Judges voted 2-1 to exercise jurisdiction over the Rohingya crisis, in a 50-page decision which observed that there were two separate crimes — deportation and forcible transfer of people.
The judges explained that, although Myanmar is not a state party of the Rome Statute, deportation begins in a non-state party by use of force or threats and completed by crossing a border into a state that is a treaty signatory, Bangladesh.
Judges Péter Kovács and Reine Adélaïde Sophie Alapini-Gansou formed the majority while Judge Marc Perrin de Brichambaut partly disagreed arguing that the proper procedure was not followed in seeking the court’s advisory opinion. The prosecutor is required to seek the court’s permission to conduct an investigation on a matter. Moreover, the court is not allowed to advise the parties on how to apply the law.
Judge de Brichambaut added that the court cannot rule on its own authority over the alleged deportation of the Rohingya people at this stage. Prosecutor Fatou Bensouda sought the court’s decision on whether it had jurisdiction after receiving and reviewing 42 individual communications, reports and pieces of public information on the crimes committed on the Rohingya people. The majority decision allows Bensouda to proceed with her analysis of the facts and decide whether to request the court’s permission to investigate.
Myanmar has not submitted any observations before the Court despite the judges’ invitation. On April 13, 2018, the Government of Myanmar stressed in a statement that it was not a party to the Rome Statute, adding: “Nowhere in the ICC charter does it say that the court has jurisdiction over states which have not accepted that jurisdiction. The UN Vienna Convention on international treaties states that no treaty can be imposed on a country that has not ratified it.”

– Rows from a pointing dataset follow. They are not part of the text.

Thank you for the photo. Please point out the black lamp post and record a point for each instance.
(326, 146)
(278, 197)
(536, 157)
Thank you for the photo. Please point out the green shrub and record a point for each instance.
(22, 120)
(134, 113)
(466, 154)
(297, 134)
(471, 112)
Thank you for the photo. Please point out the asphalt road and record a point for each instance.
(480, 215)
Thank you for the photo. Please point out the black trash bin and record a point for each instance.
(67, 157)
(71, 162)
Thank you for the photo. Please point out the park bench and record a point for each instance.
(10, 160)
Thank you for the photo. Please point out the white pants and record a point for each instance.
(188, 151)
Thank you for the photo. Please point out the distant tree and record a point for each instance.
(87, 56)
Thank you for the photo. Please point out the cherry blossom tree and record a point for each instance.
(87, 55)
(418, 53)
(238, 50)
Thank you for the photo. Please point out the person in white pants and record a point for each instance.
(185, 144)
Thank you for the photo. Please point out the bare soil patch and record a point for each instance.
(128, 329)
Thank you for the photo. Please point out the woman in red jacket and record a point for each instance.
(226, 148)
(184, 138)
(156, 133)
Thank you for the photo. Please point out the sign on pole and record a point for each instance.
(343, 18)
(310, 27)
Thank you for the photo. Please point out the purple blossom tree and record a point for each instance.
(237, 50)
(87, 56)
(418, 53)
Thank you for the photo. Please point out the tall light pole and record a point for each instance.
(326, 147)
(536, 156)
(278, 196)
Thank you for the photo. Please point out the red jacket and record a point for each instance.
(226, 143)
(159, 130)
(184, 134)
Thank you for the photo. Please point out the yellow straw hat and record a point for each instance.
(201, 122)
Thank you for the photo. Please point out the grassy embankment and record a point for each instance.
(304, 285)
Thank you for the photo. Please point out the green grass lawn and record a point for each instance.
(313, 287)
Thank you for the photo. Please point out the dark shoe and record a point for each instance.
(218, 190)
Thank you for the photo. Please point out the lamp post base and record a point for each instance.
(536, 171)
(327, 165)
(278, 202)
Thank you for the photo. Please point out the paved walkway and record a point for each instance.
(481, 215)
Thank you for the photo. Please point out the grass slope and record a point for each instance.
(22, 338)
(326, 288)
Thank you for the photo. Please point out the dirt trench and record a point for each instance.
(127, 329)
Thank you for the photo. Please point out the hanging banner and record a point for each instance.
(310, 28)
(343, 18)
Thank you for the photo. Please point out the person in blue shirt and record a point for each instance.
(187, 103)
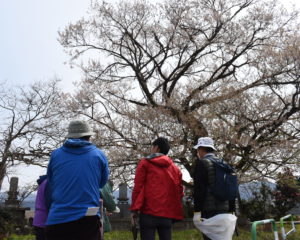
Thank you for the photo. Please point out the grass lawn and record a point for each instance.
(182, 235)
(195, 235)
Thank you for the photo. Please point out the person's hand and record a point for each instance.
(197, 218)
(108, 213)
(133, 217)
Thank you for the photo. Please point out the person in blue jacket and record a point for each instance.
(76, 172)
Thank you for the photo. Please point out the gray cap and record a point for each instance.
(78, 129)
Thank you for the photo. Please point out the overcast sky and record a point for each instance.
(29, 50)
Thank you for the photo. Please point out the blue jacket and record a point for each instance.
(76, 172)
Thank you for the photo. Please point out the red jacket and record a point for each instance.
(158, 188)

On August 9, 2018, the Myanmar government refused to respond to the prosecutor’s request highlighting several concerns such as bad faith, irregularities on procedure and the lack of fairness and transparency on the litigation process.
On April 9, 2018, the Prosecutor made a submission requesting a ruling on whether the Court may exercise jurisdiction over the alleged deportation of the Rohingya people from Myanmar to Bangladesh.

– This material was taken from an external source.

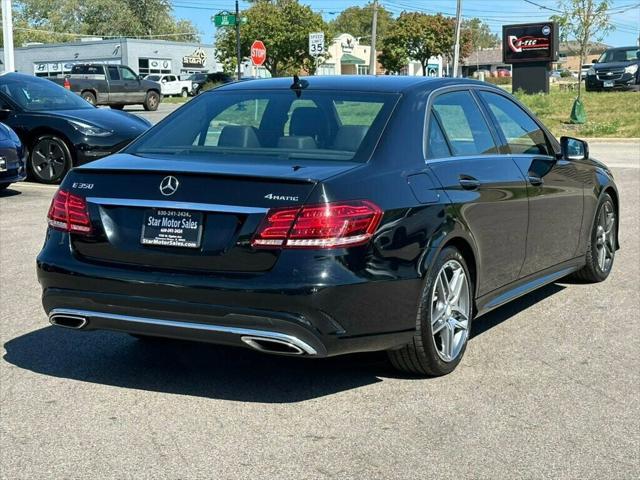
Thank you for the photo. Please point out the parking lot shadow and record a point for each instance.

The president of the Pre-Trial Division assigned the request to the chamber, which invited on May 7, 2018, the competent authorities of Bangladesh to submit written observations by June 11, 2018, on the Prosecutor’s request, which they did.

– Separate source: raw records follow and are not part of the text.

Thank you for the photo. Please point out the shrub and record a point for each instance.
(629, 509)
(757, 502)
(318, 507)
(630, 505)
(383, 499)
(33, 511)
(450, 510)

The chamber allowed certain individuals and organisations to submit their amici curiae observations on the request between May 29 to June 14, 2018.
Reports reviewed by the prosecution reveal that since August 2017 over 670,000 Rohingya living in Myanmar have been deported across the international border into Bangladesh.
The UN High Commissioner for Human Rights described the Rohingya crisis as “a textbook example of ethnic cleansing”, and according to the UN Special Envoy for human rights in Myanmar, potentially bears the “hallmarks of a genocide.”
Although such crimes have been reported since at least 2012, they rose on August 25, 2017, to a new level when there was a commencement of a “clearance operation” aimed at deporting all remaining Rohingya across the border to Bangladesh and continued at this scale for several months.
Myanmar security forces collaborated with other individuals and attacked the Rohingya population in particular in Rakhine State in a “well-organised, coordinated and systematic” way intended to drive the Rohingya population out of the country.
These attacks allegedly included killings, rape, torture, and enforced disappearances affecting thousands of victims. They also allegedly included the destruction and looting of hundreds of villages, as well as livestock, crops and other personal property. The perpetrators seem to have targeted in particular people and objects representing the cultural and religious identity of the Rohingya.
The Rohingya minority has suffered years of persecution within Myanmar, and during that time they have been increasingly deprived of various fundamental rights, including eventually being stripped of their Myanmar citizenship.